The report was based on interviews of therapists and patients during emergency periods in the South in two specific locations: the city of Sderot and the unrecognized Beduin town of Ujan. PHR-I also communicated in detail with the ministry.
The report presented a “difficult picture of this system, which was privatized without a public debate. There was no consideration for southern residents who suffered damage.”
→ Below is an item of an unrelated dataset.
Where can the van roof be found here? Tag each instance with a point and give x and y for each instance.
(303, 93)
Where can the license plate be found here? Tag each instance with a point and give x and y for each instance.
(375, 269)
The report added that one of the three major problems was the lack of regulation by the ministry, “which didn’t function according to its own guidelines and helped push public services to private organizations to do its work. In addition, there was no single body supervising treatment, and professional treatment knowhow was not passed among the various bodies responsible for providing it.” The four public health funds were supposed to provide emotional assistance in routine and emergency times, but “it wasn’t clear how their work was coordinated.” PHR-I complained that access to mental health services was “not egalitarian, and privatization damaged the residents’ right to get treatment, especially the weaker elements in society.”